Georgian central bank cuts refinancing rate to 8.5%

The administrative office of the NBG. Photo: Nino Alavidze/, 29 Apr 2020 - 13:05, Tbilisi,Georgia

The National Bank of Georgia (NBG) has begun relaxing monetary policy and cut the refinancing rate by 0.50 percentage points to 8.5 per cent, announces the NBG.

The NBG explains that amid the Covid-19 pandemic and the sharp decline in international oil prices, economic uncertainty in the world remains high. In Georgia, the annual inflation rate in March was 6.1 per cent. The NBG predicts that due to temporary factors, inflation will remain high for several months, then gradually decline, and in the first half of 2021 approach the target level.

A sharp decline in external and domestic demand due to pandemic will create a downward pressure on inflation over the course of the year. Given the expected reduction in the demand, there is no need to further maintain such a tightened policy stance”, said the NBG.

Despite the rate cut, monetary policy remains tight, ensuring a return of inflation to the target level in the medium term. The Monetary Policy Committee will exit the tight monetary policy stance gradually and further steps will depend on how quickly inflation expectations recede.

Following the decline in domestic and external demand, Georgia's real economic growth will be around -4 per cent, says the NBG. 

Preliminary data shows that in March exports of goods fell by 22 per cent and revenues from international travellers declined by almost 70 per cent.  

There was also a decrease in remittances (-9%). At the same time, imports declined 13 per cent, indicating a weakening in domestic demand.

The NBG said that delays in production and supply chains affect companies' costs and, consequently, prices. 

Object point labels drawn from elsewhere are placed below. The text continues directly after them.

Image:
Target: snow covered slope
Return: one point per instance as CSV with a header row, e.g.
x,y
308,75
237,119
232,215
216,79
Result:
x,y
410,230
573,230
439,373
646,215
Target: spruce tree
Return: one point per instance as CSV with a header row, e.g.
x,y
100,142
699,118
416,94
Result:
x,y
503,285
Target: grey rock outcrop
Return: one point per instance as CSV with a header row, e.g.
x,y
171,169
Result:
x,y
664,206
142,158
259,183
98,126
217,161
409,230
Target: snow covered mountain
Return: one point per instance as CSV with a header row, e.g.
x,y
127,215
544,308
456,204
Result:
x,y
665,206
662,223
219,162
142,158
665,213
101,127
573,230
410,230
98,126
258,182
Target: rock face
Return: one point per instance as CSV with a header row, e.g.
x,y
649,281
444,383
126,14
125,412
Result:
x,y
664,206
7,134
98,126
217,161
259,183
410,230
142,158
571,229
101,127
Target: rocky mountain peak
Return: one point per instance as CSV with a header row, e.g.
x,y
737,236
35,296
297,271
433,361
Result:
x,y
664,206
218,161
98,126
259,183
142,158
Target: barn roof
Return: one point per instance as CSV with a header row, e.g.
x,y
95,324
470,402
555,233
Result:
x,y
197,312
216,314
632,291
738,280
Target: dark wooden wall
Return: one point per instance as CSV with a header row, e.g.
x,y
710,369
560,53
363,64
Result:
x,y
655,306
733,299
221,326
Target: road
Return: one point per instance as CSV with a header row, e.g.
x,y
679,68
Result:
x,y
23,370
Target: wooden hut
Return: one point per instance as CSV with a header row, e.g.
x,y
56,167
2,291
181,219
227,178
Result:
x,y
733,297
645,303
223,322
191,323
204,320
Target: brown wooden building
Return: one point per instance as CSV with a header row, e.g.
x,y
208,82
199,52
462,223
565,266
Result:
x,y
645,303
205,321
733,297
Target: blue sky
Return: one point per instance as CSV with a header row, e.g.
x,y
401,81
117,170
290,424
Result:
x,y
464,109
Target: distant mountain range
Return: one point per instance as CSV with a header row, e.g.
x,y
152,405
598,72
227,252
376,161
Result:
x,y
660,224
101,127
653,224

However, assuming that the strict restrictions imposed by the spread of the COVID-19 are only temporary, the latter will only have a temporary effect, hence the monetary policy reaction to this type of shock will be counterproductive. At the same time, the sharp decline of oil prices on international markets are reflected in a gradual decline in gasoline prices in Georgia, exerting a downwards pressure in inflation”, said the NBG.

The NBG said that expected substantial donor support will help mitigate the impact of the shock on economic activity and inflation.

Considering the current level of uncertainty, both credit and liquidity risks have increased, which has been reflected in the growth of market interest rates.

To ensure that liquidity risk does not limit credit to the economy, the NBG introduced additional instruments to provide liquidity, through swap operations for both commercial banks and microfinance organisations.